In a crucial memory area of the brain called the hippocampus, researchers from the Perelman School of Medicine at the University of Pennsylvania led a team that employed cutting-edge methods to demonstrate that immature, malleable neurons are present in considerable numbers throughout the human lifespan.
The research, which was just published in Nature, aims to put an end to a long-running debate over the reality of “adult neurogenesis,” or the generation of new, immature neurons in the developed human brain. The discovery opens up new opportunities for investigating adult neurogenesis’ functions in memory, emotion, behavior, and brain illnesses.
“Many mammals generate new neurons in their brains throughout their lifespans which play a critical role in the brain’s plasticity, or ability to change and adapt over time. This ability to repair itself is especially important when the brain is damaged, which is what happens during a stroke or brain injury,” said senior author Hongjun Song, PhD, a Perelman Professor of Neuroscience at Penn. “This plasticity is also important for understanding diseases like Alzheimer’s, which affect a patient’s memory, among other functions.”
There has been discussion on adult neurogenesis in humans for many years. Neuroscientists held the belief for almost a century that since no new neurons were created in the mammalian brain when it reached adulthood, the ones that were already there had to continue functioning.
Eventually, research started to show that adult brains from mice, humans, and other mammals contain newly formed, immature neurons, particularly in the hippocampus and olfactory (smell) region.
Since the hippocampus plays important functions in learning, memory, and mood regulation and is diminished in the brains of persons with Alzheimer’s disease, immature neurons in this brain region have drawn a lot of attention and continue to do so.

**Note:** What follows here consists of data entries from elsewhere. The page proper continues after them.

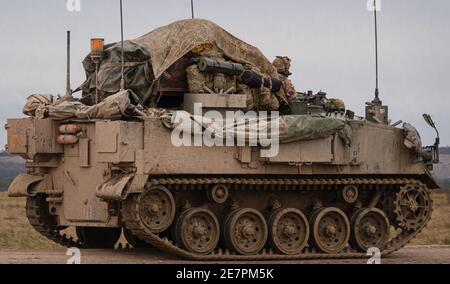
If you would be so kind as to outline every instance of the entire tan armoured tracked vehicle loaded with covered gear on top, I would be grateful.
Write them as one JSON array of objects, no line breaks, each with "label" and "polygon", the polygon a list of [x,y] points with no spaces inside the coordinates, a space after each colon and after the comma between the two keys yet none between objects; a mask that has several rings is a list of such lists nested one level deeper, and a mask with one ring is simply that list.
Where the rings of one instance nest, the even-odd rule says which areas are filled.
[{"label": "entire tan armoured tracked vehicle loaded with covered gear on top", "polygon": [[[28,168],[9,196],[26,197],[30,224],[56,243],[110,248],[123,231],[134,247],[196,260],[349,258],[390,254],[430,220],[438,140],[422,147],[379,100],[357,117],[326,107],[324,93],[286,99],[260,51],[211,22],[176,22],[123,49],[94,40],[84,66],[80,100],[34,95],[30,117],[6,125],[7,150]],[[173,142],[177,117],[205,134],[214,123],[198,118],[211,110],[279,110],[268,117],[280,127],[276,155],[261,140]]]}]

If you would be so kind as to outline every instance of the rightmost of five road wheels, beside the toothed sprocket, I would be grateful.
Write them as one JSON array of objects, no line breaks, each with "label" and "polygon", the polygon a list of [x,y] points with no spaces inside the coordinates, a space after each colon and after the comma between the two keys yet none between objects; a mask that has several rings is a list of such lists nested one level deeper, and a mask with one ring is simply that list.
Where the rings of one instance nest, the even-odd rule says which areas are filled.
[{"label": "rightmost of five road wheels, beside the toothed sprocket", "polygon": [[389,240],[389,220],[378,208],[359,209],[353,214],[350,224],[350,243],[360,252],[367,252],[372,247],[381,250]]}]

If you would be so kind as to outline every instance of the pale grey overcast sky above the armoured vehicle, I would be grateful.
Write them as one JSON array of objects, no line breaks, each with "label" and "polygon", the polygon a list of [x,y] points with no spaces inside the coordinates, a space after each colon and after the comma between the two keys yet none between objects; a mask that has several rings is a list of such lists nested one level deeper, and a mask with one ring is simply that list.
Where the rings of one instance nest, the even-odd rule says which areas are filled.
[{"label": "pale grey overcast sky above the armoured vehicle", "polygon": [[[20,117],[33,93],[64,94],[65,36],[72,31],[72,85],[84,81],[82,59],[92,37],[120,39],[119,0],[1,1],[0,123]],[[367,0],[195,0],[196,16],[253,44],[273,60],[293,60],[298,90],[324,90],[363,115],[373,99],[373,16]],[[414,124],[425,144],[434,132],[450,144],[450,1],[381,0],[379,14],[381,99],[391,119]],[[190,17],[189,0],[124,0],[125,37]],[[0,148],[6,144],[0,131]]]}]

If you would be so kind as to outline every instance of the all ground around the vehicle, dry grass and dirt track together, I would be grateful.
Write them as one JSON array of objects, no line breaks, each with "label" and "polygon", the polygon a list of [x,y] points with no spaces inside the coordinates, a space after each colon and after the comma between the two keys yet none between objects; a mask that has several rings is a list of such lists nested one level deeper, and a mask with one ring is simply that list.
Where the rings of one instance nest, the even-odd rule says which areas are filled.
[{"label": "all ground around the vehicle, dry grass and dirt track together", "polygon": [[[382,263],[448,263],[450,264],[450,195],[433,194],[433,218],[408,246]],[[39,235],[25,217],[24,199],[7,198],[0,193],[0,264],[1,263],[66,263],[66,249]],[[73,230],[67,232],[74,235]],[[122,237],[122,246],[126,241]],[[82,263],[158,264],[186,263],[158,251],[84,250]],[[291,263],[365,263],[366,260],[297,261]],[[187,262],[189,263],[189,262]]]}]

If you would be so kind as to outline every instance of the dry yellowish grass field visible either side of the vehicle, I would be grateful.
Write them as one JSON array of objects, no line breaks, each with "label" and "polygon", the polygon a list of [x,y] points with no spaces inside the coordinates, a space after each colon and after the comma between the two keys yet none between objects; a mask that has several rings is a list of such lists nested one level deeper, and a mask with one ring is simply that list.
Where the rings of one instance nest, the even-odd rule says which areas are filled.
[{"label": "dry yellowish grass field visible either side of the vehicle", "polygon": [[[450,194],[435,193],[433,200],[433,218],[413,244],[450,245]],[[25,199],[8,198],[6,193],[0,193],[0,249],[58,248],[28,224],[24,207]],[[73,231],[68,233],[72,235]],[[125,243],[123,238],[120,242]]]}]

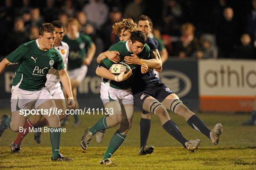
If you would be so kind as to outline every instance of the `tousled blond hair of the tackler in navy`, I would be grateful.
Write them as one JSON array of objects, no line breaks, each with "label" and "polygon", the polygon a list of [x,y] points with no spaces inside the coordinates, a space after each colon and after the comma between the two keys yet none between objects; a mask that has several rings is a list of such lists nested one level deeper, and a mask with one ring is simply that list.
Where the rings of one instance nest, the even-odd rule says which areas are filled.
[{"label": "tousled blond hair of the tackler in navy", "polygon": [[120,35],[122,29],[129,30],[132,33],[137,30],[137,24],[131,18],[123,18],[121,21],[112,25],[112,32],[115,35]]}]

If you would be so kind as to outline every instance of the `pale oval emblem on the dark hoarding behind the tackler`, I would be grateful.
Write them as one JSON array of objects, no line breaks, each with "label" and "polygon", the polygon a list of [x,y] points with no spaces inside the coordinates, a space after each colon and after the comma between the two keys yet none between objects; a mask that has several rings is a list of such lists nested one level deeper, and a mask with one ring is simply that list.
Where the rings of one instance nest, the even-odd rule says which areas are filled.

Other research conducted over the past few years, however, have not discovered any proof of considerable adult neurogenesis in the human hippocampus. Because they lacked a simple, sensitive, and precise method for identifying recently formed, immature neurons in samples of adult human brain tissue, neuroscientists have struggled to resolve the controversy.
Many mammals generate new neurons in their brains throughout their lifespans which play a critical role in the brain’s plasticity, or ability to change and adapt over time. This ability to repair itself is especially important when the brain is damaged, which is what happens during a stroke or brain injury. This plasticity is also important for understanding diseases like Alzheimer’s, which affect a patient’s memory, among other functions.Professor Hongjun Song
Two potent and relatively recent tools helped Song, Ming, and their team overcome this obstacle. Single-nucleus RNA sequencing is the first method, which captures nearly all of the gene activity in a single cell.
The second is machine learning, a form of artificial intelligence that was utilized in this study to comb through enormous gene-activity datasets for mice and humans to discover the minute variations between mature and immature hippocampal neurons.
These techniques allowed the researchers to establish the existence of immature hippocampus neurons, primarily of a kind known as granule cells, in a variety of human brain samples, ranging in age from infancy to 92.
Even in old brains, the immature granule cell population was typically at least a few percent of the total population. Other areas of adult human brains were not found to contain appreciable numbers of immature neurons by the researchers.
The investigation revealed a broad pattern of immature granule cell-specific gene activity and demonstrated how this pattern changes with healthy aging, varies between humans and mice, and is disrupted in Alzheimer’s disease.
The researchers discovered that, in Alzheimer’s brains compared to age-matched non-brains, Alzheimer’s the proportion of immature granule cells among all granule cells was significantly reduced by more than half.
The researchers examined the expression of known risk genes for brain disorders including Alzheimer’s and autism spectrum disorders in immature granule cells over the lifespan as further indication of the power of this type of analysis for determining the origins of disease.
They discovered that a number of these risk genes started to express themselves in developing granule cells at ages when the associated illness is likely to first appear.
The study involved the characterization of the neural stem cells that give rise to new granule cells in the hippocampus, known as hippocampal progenitor cells. These studies showed that although the progenitors are very infrequent, they are a reliable source of fresh granule cells, which develop slowly over the course of a year or more.
“In the future, we hope this type of research can help to further understand the causes of brain diseases like psychiatric disorders and Alzheimer’s, which can inform the possibility of treating these diseases,” said senior author Guo-li Ming, MD, PhD, a Perelman Professor of Neuroscience.
As well as contributions from tissue banks across the nation, the research was made feasible through tight interactions with the neurosurgery teams at Penn and CHOP.
The research was supported by the National Institutes of Health (R35NS097370, R35NS116843), the Lieber Institute for Brain Development, and the Dr. Miriam and Sheldon G. Adelson Medical Research Foundation.